Espero que a campanha de Biden e a Casa Branca consigam encontrar uma maneira de colocar uma tampa no que parece ser raiva e fúria e acalmar as coisas um pouco. Mas temo que o que Biden não tem é o dom retórico de, digamos, Robert F. Kennedy. Após o assassinato de King em 1968, Kennedy se levantou e quase de improviso fez o que se tornou um discurso bastante conhecido, pedindo unidade e calma e pedindo que algo positivo saísse desse evento horrível. Biden, na medida em que ele já teve esse tipo de dom, não o tem mais. Especialmente devido aos eventos da campanha nas últimas semanas, é difícil para as pessoas verem Biden como a figura que realmente vai unir o país.

Existe um precedente otimista sobre como o país pode se recuperar? O que precisa acontecer para a democracia americana sobreviver a esta crise?

O tiroteio se torna um grito de guerra para Trump e seus apoiadores.

Acho que o cenário mais otimista seria algum tipo de ajuste de contas com a violência política que levasse a mais unidade. Nas semanas após o presidente Ronald Reagan ser baleado em 1981, seu índice de aprovação subiu para o ponto mais alto que alcançaria em toda a sua presidência, e quando ele retornou de sua convalescença, foi recebido com magnanimidade até mesmo por seus oponentes políticos. Mas para o país se unir contra a violência política hoje, seria necessário haver alguma contenção de ambos os lados. Não tenho certeza se isso está nos planos, dadas as forças em ação.

O tiroteio ocorreu pouco depois de a decisão da Suprema Corte ter garantido aos presidentes ampla imunidade contra as ações que eles tomam no cargo. Se Trump vencer, esse tiroteio poderia expandir seus planos ou remodelar a forma como ele governa?

A decisão do tribunal foi outro passo no que chamamos de engrandecimento executivo, que é o crescimento gradual e a consolidação do poder presidencial, concentrando autoridade em uma pessoa em vez de dispersá-la entre muitas. É uma dessas quatro forças que provocam crises democráticas. O melhor exemplo é Watergate, que foi uma história de Nixon usando ferramentas que foram acumuladas para a presidência ao longo de décadas para subverter o processo democrático.

Já tínhamos a sensação antes do tiroteio de que um segundo mandato de Trump significaria que o poder executivo poderia se tornar um instrumento de suas próprias ambições, obsessões ou vinganças.
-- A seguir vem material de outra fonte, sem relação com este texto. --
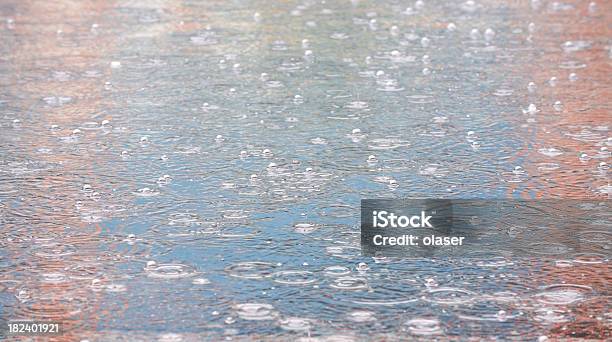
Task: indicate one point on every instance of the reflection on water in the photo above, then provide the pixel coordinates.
(179, 170)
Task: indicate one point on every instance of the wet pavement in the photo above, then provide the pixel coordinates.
(185, 170)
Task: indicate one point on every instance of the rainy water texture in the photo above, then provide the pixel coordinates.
(192, 170)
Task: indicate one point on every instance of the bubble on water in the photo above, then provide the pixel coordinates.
(563, 294)
(449, 296)
(595, 237)
(531, 109)
(420, 99)
(169, 271)
(424, 326)
(531, 87)
(550, 315)
(251, 270)
(425, 42)
(296, 324)
(503, 92)
(387, 143)
(318, 141)
(349, 283)
(256, 311)
(543, 248)
(474, 34)
(531, 27)
(146, 192)
(53, 250)
(257, 17)
(361, 316)
(339, 36)
(296, 277)
(489, 34)
(433, 170)
(358, 105)
(470, 6)
(574, 46)
(550, 152)
(336, 271)
(548, 167)
(590, 258)
(184, 219)
(305, 228)
(200, 281)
E acho que a preocupação é que esse incidente só o empurrará ainda mais nessa direção. Você pode imaginar que esse incidente levará Trump e seu círculo íntimo a trazer o Departamento de Justiça ou outros braços de promotoria para baixo em qualquer um que tenha um cheiro de oposição política. As luvas podem ser tiradas — se é que elas foram colocadas.